Was im Nordpolarmeer begann, findet seinen vorläufigen Höhepunkt in einem Hamburger Gerichtssaal. Der Internationale Seegerichtshof verhandelt den Fall der inhaftierten Greenpeace-Aktivisten - allerdings ohne Russland.

Hamburg/Murmansk. Die internationale Richter-Riege ist komplett, die letzten Vorbereitungen laufen. Eineinhalb Monate nach der Festnahme von 30 Greenpeace-Aktivisten im Nordpolarmeer kommt der Fall am Mittwoch (10.00 Uhr) vor den Internationalen Seegerichtshof. Bereits am Montag trat das Tribunal in Hamburg zusammen, um den Briten David Heywood Anderson als neues Mitglied zu vereidigen. Als 22. Richter wird der 76-Jährige mit über das Schicksal von 30 Besatzungsmitgliedern des Greenpeace-Schiffs „Arctic Sunrise“ entscheiden.

Am 19. September hatten russische Behörden das Schiff beschlagnahmt und nach Murmansk geschleppt. Die 28-köpfige Crew und zwei Bildberichterstatter sitzen seitdem in Haft. Während Greenpeace argumentierte, die Besatzung habe friedlich gegen eine Ölförderplattform des russischen Staatskonzerns Gazprom protestiert, warf ihnen die russische Justiz zunächst Piraterie vor. International war die Anklage als überzogen kritisiert worden.

Unter anderem baten mehrere Friedensnobelpreisträger bei Kremlchef Wladimir Putin darum, den Piraterie-Vorwurf fallen zu lassen. Mittlerweile wurde er auf Rowdytum reduziert – dafür drohen allerdings immer noch bis zu sieben Jahre Haft. Zuletzt hatte Greenpeace unter Berufung auf diplomatische Quellen mitgeteilt, die Crew solle von Murmansk nach St. Petersburg verlegt werden.
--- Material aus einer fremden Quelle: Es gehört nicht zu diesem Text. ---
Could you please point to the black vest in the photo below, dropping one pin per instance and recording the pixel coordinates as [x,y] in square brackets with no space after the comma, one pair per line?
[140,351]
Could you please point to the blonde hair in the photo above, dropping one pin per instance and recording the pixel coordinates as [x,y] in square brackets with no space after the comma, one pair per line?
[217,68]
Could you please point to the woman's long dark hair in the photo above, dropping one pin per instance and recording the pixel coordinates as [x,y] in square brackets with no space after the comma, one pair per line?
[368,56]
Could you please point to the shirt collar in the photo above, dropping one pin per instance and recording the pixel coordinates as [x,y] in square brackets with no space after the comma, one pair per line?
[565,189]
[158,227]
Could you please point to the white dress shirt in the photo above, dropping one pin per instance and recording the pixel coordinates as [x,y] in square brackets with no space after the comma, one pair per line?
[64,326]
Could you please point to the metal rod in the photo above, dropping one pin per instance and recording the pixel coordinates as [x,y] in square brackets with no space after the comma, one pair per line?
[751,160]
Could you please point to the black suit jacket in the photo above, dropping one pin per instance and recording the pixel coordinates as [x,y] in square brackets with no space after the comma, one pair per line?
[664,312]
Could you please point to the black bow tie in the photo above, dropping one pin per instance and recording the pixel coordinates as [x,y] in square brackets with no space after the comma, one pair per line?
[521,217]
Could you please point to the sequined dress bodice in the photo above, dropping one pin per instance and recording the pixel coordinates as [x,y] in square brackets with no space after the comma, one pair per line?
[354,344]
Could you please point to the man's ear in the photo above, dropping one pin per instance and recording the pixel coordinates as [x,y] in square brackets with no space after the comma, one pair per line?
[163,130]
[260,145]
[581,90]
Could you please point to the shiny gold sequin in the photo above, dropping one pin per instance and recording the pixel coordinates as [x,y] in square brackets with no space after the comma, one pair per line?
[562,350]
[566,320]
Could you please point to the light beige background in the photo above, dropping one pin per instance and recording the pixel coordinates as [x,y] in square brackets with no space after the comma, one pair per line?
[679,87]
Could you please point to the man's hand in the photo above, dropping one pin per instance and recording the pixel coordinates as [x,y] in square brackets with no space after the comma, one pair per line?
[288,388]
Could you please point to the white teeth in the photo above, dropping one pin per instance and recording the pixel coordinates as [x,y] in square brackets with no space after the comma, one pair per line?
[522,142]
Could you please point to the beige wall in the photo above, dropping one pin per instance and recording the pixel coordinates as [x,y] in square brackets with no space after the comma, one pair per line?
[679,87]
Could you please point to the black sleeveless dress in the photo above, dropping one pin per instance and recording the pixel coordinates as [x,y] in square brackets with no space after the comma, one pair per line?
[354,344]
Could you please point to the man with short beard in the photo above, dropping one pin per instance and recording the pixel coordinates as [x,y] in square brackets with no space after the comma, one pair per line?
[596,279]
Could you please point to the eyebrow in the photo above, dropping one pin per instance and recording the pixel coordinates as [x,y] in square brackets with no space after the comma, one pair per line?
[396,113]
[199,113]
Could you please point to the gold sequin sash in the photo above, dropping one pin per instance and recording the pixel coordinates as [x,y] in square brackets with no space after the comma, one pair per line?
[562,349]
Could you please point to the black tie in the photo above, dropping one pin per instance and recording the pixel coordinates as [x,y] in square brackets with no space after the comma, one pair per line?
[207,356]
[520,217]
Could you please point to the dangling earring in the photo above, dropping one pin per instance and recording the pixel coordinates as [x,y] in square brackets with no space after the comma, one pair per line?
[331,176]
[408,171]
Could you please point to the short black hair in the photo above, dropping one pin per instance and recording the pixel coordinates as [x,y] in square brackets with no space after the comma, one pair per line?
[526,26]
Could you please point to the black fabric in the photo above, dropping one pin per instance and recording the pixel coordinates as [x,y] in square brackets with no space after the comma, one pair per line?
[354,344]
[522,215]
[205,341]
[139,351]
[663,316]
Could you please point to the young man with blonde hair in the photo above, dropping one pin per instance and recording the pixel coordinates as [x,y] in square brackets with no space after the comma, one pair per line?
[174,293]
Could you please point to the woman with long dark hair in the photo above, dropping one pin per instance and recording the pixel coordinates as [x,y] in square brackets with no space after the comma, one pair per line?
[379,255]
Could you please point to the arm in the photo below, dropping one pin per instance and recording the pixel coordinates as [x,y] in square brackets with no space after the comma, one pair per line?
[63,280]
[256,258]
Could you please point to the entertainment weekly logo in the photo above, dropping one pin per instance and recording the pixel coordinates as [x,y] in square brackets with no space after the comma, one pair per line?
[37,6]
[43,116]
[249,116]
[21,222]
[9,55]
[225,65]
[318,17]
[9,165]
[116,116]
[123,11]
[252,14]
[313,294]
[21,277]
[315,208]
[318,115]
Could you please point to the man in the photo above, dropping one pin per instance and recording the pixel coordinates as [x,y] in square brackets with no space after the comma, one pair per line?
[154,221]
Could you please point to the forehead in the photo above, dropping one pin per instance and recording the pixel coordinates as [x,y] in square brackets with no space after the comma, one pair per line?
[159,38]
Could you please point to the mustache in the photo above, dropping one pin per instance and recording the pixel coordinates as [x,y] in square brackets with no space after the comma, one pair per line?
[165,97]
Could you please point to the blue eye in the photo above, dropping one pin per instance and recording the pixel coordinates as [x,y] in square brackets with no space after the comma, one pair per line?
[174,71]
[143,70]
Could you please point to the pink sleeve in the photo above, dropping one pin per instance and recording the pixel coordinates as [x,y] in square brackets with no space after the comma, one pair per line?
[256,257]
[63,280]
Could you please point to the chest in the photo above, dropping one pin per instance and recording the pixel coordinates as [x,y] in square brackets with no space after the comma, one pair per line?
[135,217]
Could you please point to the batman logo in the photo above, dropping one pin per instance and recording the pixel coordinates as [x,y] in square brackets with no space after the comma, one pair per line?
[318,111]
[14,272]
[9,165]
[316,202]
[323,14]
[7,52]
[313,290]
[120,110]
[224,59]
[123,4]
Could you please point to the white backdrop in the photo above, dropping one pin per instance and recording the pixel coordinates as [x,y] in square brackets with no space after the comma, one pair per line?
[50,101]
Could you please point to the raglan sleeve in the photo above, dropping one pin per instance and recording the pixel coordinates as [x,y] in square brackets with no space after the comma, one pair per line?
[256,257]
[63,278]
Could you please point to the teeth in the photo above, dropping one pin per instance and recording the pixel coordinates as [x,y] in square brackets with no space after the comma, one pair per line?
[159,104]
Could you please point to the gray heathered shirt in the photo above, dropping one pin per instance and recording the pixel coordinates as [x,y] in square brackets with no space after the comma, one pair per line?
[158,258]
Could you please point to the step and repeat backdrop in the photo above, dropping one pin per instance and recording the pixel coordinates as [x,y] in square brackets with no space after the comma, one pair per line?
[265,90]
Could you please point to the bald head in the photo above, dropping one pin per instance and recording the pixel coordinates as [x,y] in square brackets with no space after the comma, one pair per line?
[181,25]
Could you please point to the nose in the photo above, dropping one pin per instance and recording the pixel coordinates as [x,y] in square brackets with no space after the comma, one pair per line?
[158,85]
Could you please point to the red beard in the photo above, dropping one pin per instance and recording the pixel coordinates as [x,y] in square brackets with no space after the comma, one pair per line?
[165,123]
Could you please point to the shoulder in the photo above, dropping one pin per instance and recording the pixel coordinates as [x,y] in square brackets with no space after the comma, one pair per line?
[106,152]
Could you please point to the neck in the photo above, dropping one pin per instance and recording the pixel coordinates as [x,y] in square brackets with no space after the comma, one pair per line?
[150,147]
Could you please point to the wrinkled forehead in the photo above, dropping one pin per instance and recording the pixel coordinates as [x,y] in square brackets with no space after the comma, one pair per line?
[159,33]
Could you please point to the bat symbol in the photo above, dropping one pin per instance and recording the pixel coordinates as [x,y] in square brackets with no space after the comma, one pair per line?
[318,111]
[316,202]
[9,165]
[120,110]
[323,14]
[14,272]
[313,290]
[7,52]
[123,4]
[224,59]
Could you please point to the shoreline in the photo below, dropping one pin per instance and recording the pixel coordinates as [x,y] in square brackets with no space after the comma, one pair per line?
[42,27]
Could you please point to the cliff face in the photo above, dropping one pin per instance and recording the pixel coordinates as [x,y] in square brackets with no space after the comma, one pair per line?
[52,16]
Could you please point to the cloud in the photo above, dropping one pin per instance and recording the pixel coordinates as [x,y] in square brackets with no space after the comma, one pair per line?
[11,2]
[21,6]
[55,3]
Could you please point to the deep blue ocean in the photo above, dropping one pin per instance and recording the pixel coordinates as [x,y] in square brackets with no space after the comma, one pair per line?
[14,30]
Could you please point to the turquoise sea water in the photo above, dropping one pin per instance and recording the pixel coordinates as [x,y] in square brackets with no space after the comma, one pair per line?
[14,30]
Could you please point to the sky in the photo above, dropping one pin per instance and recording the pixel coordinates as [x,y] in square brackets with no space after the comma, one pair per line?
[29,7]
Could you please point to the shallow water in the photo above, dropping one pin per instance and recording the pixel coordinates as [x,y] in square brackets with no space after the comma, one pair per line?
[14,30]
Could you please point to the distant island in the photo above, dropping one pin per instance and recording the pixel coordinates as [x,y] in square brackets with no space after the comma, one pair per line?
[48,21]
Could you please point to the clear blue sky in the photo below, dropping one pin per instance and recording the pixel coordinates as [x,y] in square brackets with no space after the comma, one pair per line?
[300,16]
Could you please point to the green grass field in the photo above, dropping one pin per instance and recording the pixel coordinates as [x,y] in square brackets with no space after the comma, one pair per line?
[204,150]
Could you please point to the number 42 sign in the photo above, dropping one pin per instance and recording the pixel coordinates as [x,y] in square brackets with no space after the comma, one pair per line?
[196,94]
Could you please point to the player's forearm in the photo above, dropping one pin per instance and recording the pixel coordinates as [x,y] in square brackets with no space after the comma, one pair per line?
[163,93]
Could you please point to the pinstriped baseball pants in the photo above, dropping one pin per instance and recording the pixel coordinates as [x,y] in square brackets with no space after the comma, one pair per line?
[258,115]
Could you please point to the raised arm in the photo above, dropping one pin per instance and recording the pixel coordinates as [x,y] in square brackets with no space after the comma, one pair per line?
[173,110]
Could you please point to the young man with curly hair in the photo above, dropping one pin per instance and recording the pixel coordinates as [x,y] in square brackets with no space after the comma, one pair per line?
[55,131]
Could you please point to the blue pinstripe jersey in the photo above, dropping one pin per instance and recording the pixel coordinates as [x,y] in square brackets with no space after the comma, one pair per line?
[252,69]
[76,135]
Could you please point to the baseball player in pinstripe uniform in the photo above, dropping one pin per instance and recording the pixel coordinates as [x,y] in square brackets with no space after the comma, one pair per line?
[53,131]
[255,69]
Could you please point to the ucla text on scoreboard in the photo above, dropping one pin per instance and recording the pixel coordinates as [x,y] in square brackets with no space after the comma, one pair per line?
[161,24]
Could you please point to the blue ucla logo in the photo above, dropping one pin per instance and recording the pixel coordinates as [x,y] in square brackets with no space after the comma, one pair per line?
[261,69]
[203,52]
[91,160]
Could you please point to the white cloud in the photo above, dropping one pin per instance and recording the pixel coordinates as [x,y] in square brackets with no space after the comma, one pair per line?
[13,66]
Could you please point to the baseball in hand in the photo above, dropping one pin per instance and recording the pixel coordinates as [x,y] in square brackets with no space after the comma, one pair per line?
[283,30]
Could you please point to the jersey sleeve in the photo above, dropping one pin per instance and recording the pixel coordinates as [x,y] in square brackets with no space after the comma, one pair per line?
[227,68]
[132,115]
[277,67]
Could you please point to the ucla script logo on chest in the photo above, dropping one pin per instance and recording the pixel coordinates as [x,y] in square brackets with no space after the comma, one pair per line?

Um Besatzung und Schiff frei zu bekommen, haben die Niederlande als Flaggenstaat der „Arctic Sunrise“ den Internationalen Seegerichtshof eingeschaltet. In der Regel besteht das Tribunal aus 21 Richtern, die nach Bedarf zusammenkommen und über Anwendung und Auslegung der Seerechtskonvention der Vereinten Nationen entscheiden. Da dem Gremium kein Niederländer angehört, hatte das Land nach den Regeln des Gerichtshofs ein Vorschlagsrecht auf einen zusätzlichen Richter. Die Wahl fiel auf den Briten Anderson.

Nach Angaben einer Gerichtssprecherin wird eine niederländische Delegation zur Verhandlung in Hamburg erwartet. Die Niederländer haben bei dem Gericht beantragt, Schiff und Mannschaft vorläufig freizulassen. Russland wiederum hat angekündigt, die Einschaltung des Gerichts nicht zu akzeptieren und auch nicht an der Verhandlung teilzunehmen.

Seerechtsexperten wie Doris König von der Bucerius Law School gehen allerdings davon aus, dass ein Urteil dennoch bindend wäre. „Russland kann sich nicht einseitig der Gerichtsbarkeit entziehen“, sagte König. Ihrer Einschätzung nach hat Greenpeace gegen verschiedene Gesetze verstoßen, als die Aktivisten ein Transparent an der Ölplattform in der Arktis anbringen wollten.